Si dans les guerres du Second Empire, on apprendra surtout ce qu'il
ne faut pas faire, dans les guerres de Napoléon, au contraire, les
enseignements sont "substantiels et positifs".
Dans les Mémoires de Napoléon
cette conception est bien définie."On y voit toujours, de lumineuse
façon, ce qu'il faut essayer de faire: et d'abord que la guerre
est un art, un art simple et tout d'exécution partant qu'elle ne
saurait s'enfermer dans d'étroites ou empiriques formules; ensuite
qu'elle est mise en jeu et en équilibre des forces morales, plus
encore que des forces matérielles, par conséquent que l'homme prime
l'arme; enfin, et parce qu'elle est toute d'exécution, qu'elle repose
surtout sur l'énergie des moyens et que "la vraie sagesse pour un
général, sera toujours dans une détermination énergique" (4).

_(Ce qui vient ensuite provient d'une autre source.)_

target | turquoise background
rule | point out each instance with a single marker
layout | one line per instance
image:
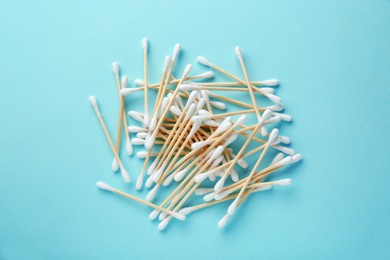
(333, 61)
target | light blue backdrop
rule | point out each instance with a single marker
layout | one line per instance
(333, 61)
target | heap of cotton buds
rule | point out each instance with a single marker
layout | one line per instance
(188, 142)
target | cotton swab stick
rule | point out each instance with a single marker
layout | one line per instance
(125, 174)
(104, 186)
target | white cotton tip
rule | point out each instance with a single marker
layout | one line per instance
(204, 61)
(188, 87)
(179, 175)
(270, 82)
(277, 158)
(285, 150)
(142, 154)
(206, 75)
(194, 129)
(175, 110)
(142, 135)
(219, 185)
(276, 107)
(223, 221)
(285, 161)
(128, 91)
(202, 191)
(283, 182)
(209, 197)
(186, 71)
(163, 224)
(114, 165)
(297, 157)
(211, 122)
(152, 167)
(136, 116)
(176, 51)
(104, 186)
(168, 180)
(139, 182)
(191, 111)
(152, 193)
(94, 104)
(187, 210)
(139, 82)
(218, 151)
(232, 208)
(124, 81)
(241, 120)
(242, 163)
(272, 136)
(166, 63)
(129, 147)
(145, 44)
(191, 98)
(146, 120)
(138, 141)
(125, 174)
(153, 215)
(231, 139)
(164, 103)
(274, 98)
(115, 69)
(199, 145)
(268, 90)
(218, 104)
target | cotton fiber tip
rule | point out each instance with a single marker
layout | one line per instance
(187, 70)
(277, 158)
(166, 63)
(139, 82)
(128, 91)
(273, 135)
(179, 175)
(202, 191)
(136, 129)
(186, 211)
(209, 197)
(104, 186)
(152, 193)
(231, 139)
(268, 90)
(142, 154)
(219, 185)
(163, 224)
(125, 174)
(232, 208)
(219, 105)
(191, 111)
(297, 157)
(129, 147)
(223, 221)
(138, 141)
(283, 182)
(94, 104)
(145, 44)
(206, 75)
(176, 51)
(124, 81)
(139, 182)
(175, 110)
(239, 53)
(115, 69)
(136, 116)
(114, 165)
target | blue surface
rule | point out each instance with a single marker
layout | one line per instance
(332, 57)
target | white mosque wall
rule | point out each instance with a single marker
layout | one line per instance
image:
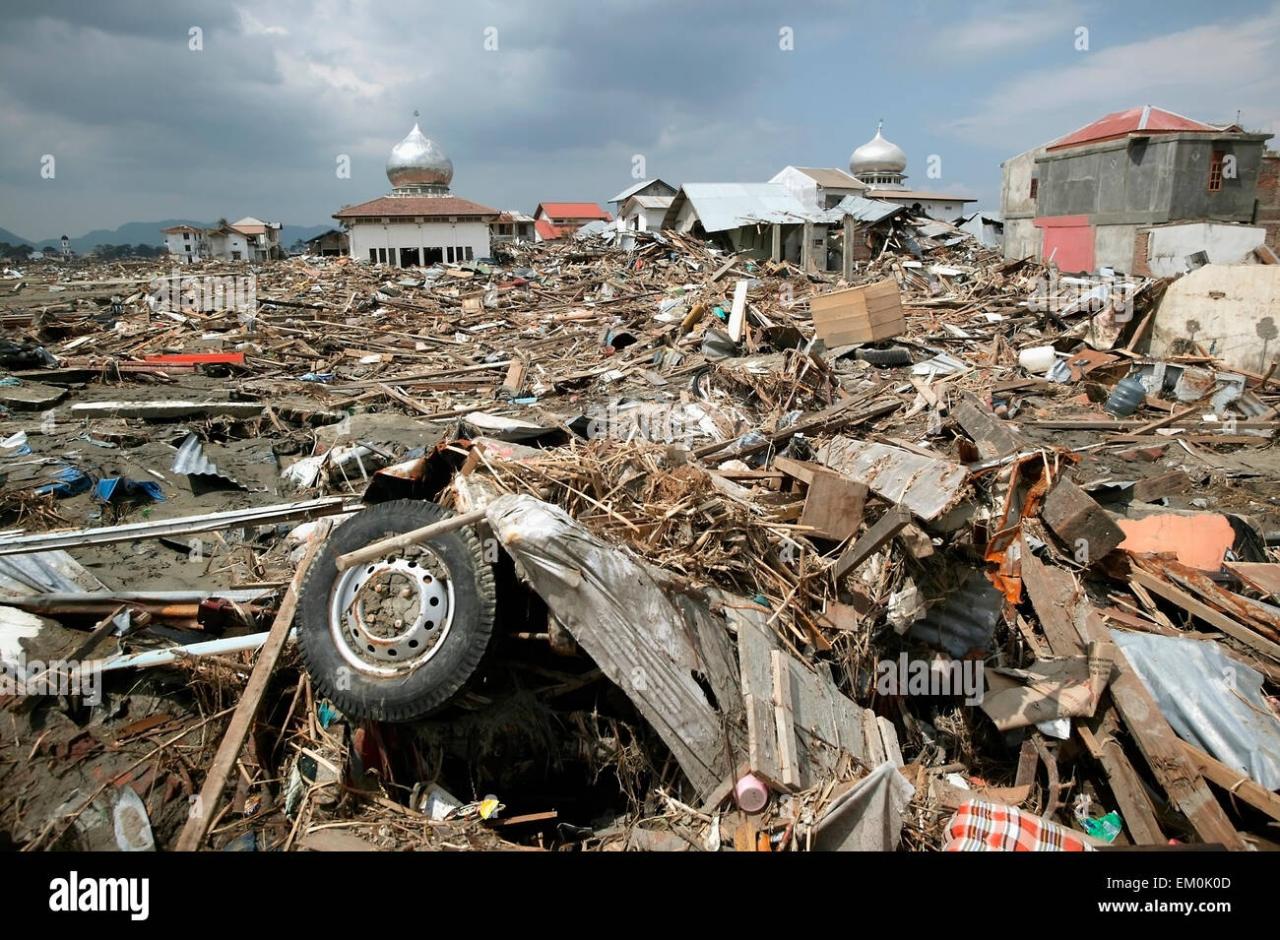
(387, 240)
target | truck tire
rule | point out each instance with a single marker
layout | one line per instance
(892, 356)
(398, 638)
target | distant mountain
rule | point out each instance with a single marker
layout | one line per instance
(151, 233)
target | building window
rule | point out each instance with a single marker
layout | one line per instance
(1215, 170)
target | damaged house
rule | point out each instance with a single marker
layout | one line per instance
(1141, 191)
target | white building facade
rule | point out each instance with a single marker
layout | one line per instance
(419, 222)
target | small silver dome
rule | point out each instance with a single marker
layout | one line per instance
(877, 156)
(417, 162)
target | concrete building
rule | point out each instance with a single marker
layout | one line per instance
(330, 243)
(658, 188)
(227, 243)
(881, 167)
(643, 213)
(762, 219)
(819, 187)
(1022, 237)
(511, 226)
(419, 222)
(261, 238)
(247, 240)
(1100, 192)
(554, 220)
(186, 243)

La réflexion politique et militaire s'occupera
pendant tout le XIXe des conditions morales du commandement.
En regard de cet élément moral, cette "partie divine"
de la guerre, l'instruction des troupes passe au second rang des
préoccupations. Pourtant c'est par celle-ci que se transmet et se
généralise la dimension "morale" de la guerre. Le maréchal Marmont
pour expliquer ce phénomène psychologique, dit que les soldats français,
impressionnables et nerveux "vaudront toujours dix fois leur nombre
avec un chef en qui ils ont confiance, et qu'ils aiment".
L'armée révolutionnaire et républicaine est nationale
et improvisée. Le peuple français mis en arme se lève en masse.
L'élan est irrésistible contre l'invasion territoriale. Carnot devînt
le "grand organisateur de la victoire" de cette armée quelque peu
informe. L'armée s'agrandit ensuite et se consolide. Elle est la
"libératrice" du sol français tout autant que des peuples. Sous
le consulat et l'Empire, l'armée devient sous l'instigation de son
chef, devenu Napoléon, conquérante et impérialiste. La "Grande Armée"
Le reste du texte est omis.